Thursday, January 22, 2026

The Art of Leading Without a Manual: Lessons from Managing 30+ Engineers


Three years ago, I inherited a team that looked suspiciously like a collection of brilliant individuals who'd rather debug code than attend meetings. Sound familiar? As someone who once convinced his family to let him ride a motorcycle by sheer persistence over "1 year, 9 months and 22 days," I knew this would require a different approach than the standard management playbook.
The breakthrough came when I stopped trying to be the smartest person in the room and started being the most curious instead. During our first team retrospective, instead of dictating process improvements, I asked a simple question: "What's the one thing that makes you want to throw your laptop out the window?" The responses were brutally honest and incredibly insightful. Our deployment pipeline was slower than Mumbai traffic during monsoon, and our code review process had more bottlenecks than the old RTO where I once got my license.
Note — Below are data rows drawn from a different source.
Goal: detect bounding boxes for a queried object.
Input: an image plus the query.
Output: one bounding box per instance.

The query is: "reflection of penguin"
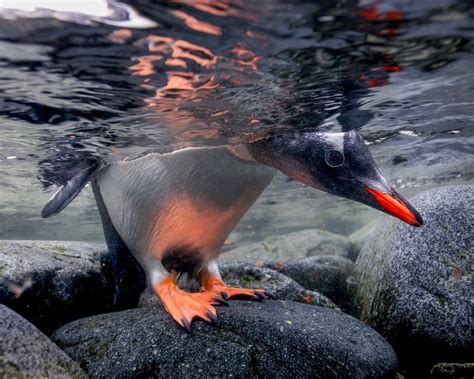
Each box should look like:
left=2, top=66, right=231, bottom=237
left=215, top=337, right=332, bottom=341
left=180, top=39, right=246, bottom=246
left=42, top=130, right=422, bottom=330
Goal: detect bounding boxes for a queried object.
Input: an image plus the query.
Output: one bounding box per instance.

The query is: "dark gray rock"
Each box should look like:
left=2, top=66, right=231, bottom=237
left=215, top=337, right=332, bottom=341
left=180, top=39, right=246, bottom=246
left=355, top=185, right=473, bottom=376
left=262, top=256, right=355, bottom=311
left=430, top=363, right=474, bottom=379
left=0, top=304, right=86, bottom=378
left=222, top=228, right=355, bottom=262
left=220, top=263, right=339, bottom=309
left=52, top=300, right=398, bottom=378
left=0, top=240, right=142, bottom=333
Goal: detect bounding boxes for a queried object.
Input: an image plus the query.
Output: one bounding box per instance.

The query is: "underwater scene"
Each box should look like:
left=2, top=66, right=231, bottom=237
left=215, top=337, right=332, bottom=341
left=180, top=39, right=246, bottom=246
left=0, top=0, right=472, bottom=378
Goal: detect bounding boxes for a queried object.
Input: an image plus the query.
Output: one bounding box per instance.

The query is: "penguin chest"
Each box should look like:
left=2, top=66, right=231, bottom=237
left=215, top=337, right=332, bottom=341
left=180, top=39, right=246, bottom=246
left=97, top=147, right=275, bottom=272
left=149, top=189, right=262, bottom=272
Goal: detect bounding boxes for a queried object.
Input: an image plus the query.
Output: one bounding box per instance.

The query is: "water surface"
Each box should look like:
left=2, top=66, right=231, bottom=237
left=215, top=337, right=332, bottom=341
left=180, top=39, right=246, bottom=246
left=0, top=0, right=473, bottom=243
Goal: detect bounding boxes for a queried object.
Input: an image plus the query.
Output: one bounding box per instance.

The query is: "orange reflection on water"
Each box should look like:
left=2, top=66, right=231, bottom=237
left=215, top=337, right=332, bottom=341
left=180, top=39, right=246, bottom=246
left=162, top=71, right=218, bottom=93
left=107, top=28, right=133, bottom=44
left=144, top=35, right=218, bottom=69
left=165, top=58, right=187, bottom=68
left=130, top=55, right=163, bottom=76
left=128, top=26, right=240, bottom=144
left=230, top=46, right=260, bottom=70
left=169, top=0, right=253, bottom=20
left=244, top=30, right=267, bottom=41
left=170, top=9, right=222, bottom=36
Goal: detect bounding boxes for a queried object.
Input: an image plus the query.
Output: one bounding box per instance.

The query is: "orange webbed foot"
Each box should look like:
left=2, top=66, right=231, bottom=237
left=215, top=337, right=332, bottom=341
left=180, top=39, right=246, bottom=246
left=202, top=277, right=274, bottom=301
left=154, top=276, right=222, bottom=331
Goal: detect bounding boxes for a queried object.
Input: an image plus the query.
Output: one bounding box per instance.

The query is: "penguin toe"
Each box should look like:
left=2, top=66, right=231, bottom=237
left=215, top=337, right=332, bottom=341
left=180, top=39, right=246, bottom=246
left=213, top=295, right=229, bottom=306
left=153, top=276, right=219, bottom=331
left=206, top=311, right=219, bottom=325
left=220, top=292, right=230, bottom=301
left=181, top=318, right=192, bottom=333
left=263, top=290, right=276, bottom=300
left=203, top=278, right=273, bottom=302
left=254, top=291, right=267, bottom=301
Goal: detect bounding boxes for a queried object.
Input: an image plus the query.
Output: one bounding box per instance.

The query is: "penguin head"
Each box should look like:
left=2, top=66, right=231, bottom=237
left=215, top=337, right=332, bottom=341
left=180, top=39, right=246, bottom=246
left=248, top=129, right=423, bottom=227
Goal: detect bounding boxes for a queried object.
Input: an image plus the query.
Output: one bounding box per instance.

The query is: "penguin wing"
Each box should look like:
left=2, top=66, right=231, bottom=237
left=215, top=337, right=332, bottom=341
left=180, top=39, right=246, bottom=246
left=41, top=162, right=100, bottom=218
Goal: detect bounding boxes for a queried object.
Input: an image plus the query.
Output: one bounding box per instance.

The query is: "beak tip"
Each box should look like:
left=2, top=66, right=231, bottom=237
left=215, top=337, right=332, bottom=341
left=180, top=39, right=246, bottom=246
left=412, top=213, right=424, bottom=227
left=365, top=185, right=424, bottom=228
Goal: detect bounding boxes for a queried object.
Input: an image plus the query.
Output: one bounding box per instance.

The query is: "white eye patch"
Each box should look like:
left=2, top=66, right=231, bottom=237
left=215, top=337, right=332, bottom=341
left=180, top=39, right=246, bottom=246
left=321, top=132, right=345, bottom=151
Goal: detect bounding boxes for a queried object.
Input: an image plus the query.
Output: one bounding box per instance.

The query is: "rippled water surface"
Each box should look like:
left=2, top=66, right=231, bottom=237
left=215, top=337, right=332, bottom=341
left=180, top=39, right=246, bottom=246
left=0, top=0, right=473, bottom=242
Here's what I learned about leading technical teams: they don't need a boss, they need a conductor. My job isn't to know every line of code or architect every solution. It's to remove obstacles, amplify their brilliance, and occasionally translate "this will take five minutes" into realistic timelines for stakeholders. When one of my engineers spent three days optimizing a query that improved system performance by 40%, I didn't question the time investment - I celebrated it in our all-hands meeting. Well worth the boxes of donuts for the team that week!
The real magic happens when you create space for people to be themselves while working toward something bigger. Whether it's implementing ISO 27001 compliance or delivering a critical client feature, success comes from understanding that every engineer has their own version of that perfectly timed motorcycle kick-start - you just need to give them room to find their rhythm. Today, our team delivery rate has improved by 35%, but more importantly, they actually look forward to our Monday stand-ups. Not bad for someone who "dislikes speaking with people, unless I really really like them."